Midship Models 1/700
USS St. Louis CL-49

Reviewed by Andrew Payne

I recently picked up the Midship Models kit of St. Louis in her WWII guise. Nice looking, very complete kit, although it seems to have a chronological identity crisis (more on this later).

Packaging is a very sturdy cardboard bow with a 1944 aerial photo of the original on the cover. The parts are individually bagged (except the hull) and well secured to a cardboard insert. I found no broken parts, although the PE fret was slightly bent near one corner.

Click images
to enlarge

I was impressed by the quality of the resin castings. No bubbles or incomplete pourings anywhere, the small bits on a paper-thin runner – on a par with some of the finer 1/700 resin makers.

The two SOC Seagull aircraft are littered with flash, but seem well cast. Details include separate upper wings and all three floats.

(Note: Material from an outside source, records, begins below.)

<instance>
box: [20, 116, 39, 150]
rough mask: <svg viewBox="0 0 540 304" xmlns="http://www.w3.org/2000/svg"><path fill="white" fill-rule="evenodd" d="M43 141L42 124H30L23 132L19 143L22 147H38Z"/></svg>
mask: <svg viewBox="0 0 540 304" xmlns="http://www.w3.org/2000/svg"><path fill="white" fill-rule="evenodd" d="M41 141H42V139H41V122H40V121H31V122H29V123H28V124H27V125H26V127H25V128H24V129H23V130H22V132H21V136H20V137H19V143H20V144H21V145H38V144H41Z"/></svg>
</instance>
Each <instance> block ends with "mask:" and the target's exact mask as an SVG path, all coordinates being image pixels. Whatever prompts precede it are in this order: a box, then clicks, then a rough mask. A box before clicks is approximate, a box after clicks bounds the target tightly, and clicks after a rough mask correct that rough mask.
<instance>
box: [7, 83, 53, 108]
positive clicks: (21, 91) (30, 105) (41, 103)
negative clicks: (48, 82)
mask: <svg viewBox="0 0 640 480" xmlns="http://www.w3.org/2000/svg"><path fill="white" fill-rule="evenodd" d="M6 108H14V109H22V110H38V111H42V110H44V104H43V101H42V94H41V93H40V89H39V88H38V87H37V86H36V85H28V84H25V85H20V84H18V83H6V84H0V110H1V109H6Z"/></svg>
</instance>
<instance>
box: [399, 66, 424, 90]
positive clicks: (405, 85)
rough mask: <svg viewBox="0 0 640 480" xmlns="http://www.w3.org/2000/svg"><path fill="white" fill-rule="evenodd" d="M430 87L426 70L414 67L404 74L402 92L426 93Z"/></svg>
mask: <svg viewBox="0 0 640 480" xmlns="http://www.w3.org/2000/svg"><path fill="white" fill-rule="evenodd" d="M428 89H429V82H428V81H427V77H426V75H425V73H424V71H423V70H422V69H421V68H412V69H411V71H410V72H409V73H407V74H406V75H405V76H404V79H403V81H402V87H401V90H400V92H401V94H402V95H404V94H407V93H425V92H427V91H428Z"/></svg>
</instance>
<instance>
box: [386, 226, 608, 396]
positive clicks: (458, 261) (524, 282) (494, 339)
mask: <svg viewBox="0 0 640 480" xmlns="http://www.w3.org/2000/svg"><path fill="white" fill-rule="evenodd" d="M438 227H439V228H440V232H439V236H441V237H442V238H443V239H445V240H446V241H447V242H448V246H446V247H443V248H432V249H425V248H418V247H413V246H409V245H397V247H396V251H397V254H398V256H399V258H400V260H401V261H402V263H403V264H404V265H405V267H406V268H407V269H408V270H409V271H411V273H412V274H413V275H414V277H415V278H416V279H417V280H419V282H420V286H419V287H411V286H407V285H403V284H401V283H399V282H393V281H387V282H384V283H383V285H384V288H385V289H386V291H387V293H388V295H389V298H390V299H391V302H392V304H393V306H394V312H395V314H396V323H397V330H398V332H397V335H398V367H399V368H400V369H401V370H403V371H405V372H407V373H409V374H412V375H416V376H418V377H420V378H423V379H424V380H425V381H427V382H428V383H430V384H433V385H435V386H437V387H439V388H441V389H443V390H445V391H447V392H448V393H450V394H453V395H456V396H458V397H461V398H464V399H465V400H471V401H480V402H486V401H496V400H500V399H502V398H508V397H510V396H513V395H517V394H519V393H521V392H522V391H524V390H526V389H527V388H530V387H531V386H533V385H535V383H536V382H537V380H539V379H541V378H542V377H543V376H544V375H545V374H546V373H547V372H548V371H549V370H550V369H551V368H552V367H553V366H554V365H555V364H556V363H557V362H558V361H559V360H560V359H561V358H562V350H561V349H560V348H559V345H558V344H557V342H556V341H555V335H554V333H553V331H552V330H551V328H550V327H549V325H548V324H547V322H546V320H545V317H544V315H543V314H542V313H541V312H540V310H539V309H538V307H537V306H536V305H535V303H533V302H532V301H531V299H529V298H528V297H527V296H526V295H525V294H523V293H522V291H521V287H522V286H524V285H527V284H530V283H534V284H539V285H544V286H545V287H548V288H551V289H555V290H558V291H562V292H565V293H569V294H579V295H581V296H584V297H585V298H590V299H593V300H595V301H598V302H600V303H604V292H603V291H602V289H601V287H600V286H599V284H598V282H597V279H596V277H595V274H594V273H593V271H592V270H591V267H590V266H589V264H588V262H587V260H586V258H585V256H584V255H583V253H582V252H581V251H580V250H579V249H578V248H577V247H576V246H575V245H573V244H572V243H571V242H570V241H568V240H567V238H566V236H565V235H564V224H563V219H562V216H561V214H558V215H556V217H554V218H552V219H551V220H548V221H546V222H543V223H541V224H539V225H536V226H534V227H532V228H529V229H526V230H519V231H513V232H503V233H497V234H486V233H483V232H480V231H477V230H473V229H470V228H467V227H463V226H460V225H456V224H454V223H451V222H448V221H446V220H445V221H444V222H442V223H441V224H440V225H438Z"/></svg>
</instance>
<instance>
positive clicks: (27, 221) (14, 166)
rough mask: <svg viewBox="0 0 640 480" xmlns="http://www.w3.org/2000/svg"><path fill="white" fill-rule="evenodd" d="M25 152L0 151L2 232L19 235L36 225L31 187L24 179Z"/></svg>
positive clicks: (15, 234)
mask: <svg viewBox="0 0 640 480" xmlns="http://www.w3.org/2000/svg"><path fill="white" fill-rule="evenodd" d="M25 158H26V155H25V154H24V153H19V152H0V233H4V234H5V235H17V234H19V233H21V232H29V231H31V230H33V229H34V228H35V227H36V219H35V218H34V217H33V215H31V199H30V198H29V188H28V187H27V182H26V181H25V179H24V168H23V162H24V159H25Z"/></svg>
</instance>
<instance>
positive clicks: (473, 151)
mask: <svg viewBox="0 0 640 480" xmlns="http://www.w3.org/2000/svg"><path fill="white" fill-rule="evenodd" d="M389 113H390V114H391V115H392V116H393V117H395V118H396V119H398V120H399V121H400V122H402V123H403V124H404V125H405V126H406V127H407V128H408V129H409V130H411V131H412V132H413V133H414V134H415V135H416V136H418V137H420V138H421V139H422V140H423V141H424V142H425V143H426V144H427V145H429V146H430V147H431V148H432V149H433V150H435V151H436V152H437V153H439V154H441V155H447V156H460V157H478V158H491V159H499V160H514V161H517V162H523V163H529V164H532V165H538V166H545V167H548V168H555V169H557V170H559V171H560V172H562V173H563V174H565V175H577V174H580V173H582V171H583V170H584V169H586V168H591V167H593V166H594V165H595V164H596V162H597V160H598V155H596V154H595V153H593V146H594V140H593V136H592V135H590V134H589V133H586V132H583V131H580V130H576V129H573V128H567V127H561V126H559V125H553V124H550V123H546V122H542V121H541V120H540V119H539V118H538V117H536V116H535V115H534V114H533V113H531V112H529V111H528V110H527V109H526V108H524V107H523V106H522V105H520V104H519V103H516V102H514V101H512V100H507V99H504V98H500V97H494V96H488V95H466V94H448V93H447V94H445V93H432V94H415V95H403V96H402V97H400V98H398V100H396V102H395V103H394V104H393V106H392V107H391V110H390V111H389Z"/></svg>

The plastic weapons sets have been reviewed before, so I won’t elaborate (it’s the standard 1/700 USN weapons set by Midship – see http://www.modelwarships.com/reviews/ships/dd/dd-406/700-ms/stack.html). I would’ve preferred a PE option for the 40mm/1.1” quads, since the plastic details are much too coarse (In fact, the plastic 40mm seem about the same diameter as the resin 6” barrels!)
The PE is also very fine, perhaps too delicate for my big, fat fingers. It’s done in brass, much like the Tom’s sets (I prefer Stainless in 1/700, again because of the aforementioned fingers)

Decals seem quite good, and the sheet seems identical to the set in the MM Gridley class kits.

Instructions seems pretty complete, although ambiguous in the period represented Specifically:

  1. The box claims it is a kit of St. Louis in 1942.
  2. The box photo displays the ship as it came out of San Pedro in October 1944 (see USN photo 19-N-72219 of the ship off San Pedro, California, on 5 October 1944 in camouflage Measure 32, Design 2c).
  3. The first page of the instructions also says the ship is represented in 1944
  4. The assembly diagram claims 1941 (and calls for 1.1” guns, etc.)

There are no rigging diagrams or painting guides included, nor any other detailed ship’s diagrams. This is disappointing, indeed one of my pet peeves – the manufacturer has obviously gone to great effort to make a fine reproduction, obviously working from detailed references. Why not include a small reproduction of the prints as part of the kit? Even smaller side and overhead images would a great deal of help to the document library-deprived builder.

That said, judging by the location of the after deckhouse, the uniquely-shaped secondary battery gunhouses, and the AA fit called out for in the diagram provided, I believe that the kit will represent either an earlier-war St. Louis (CA-49) or, with little work, USS Helena (CA-50) before her loss. Building her as an earlier Brooklyn-class would require significant modification.

I paid $55 (US) for the kit at the Norfolk Naval Station LHS (Support the Local Economy!) and bought it purely on impulse (not really, since I had seen it at the shop the week before and fought off the impulse then, before finally succumbing…)

Overall, the kit looks like a gem, and the (nearly) all-inclusive outfit is the kind of advantage that will move this ship ahead of others in the assembly line. In fact, I’m aching to start putting this thingy together!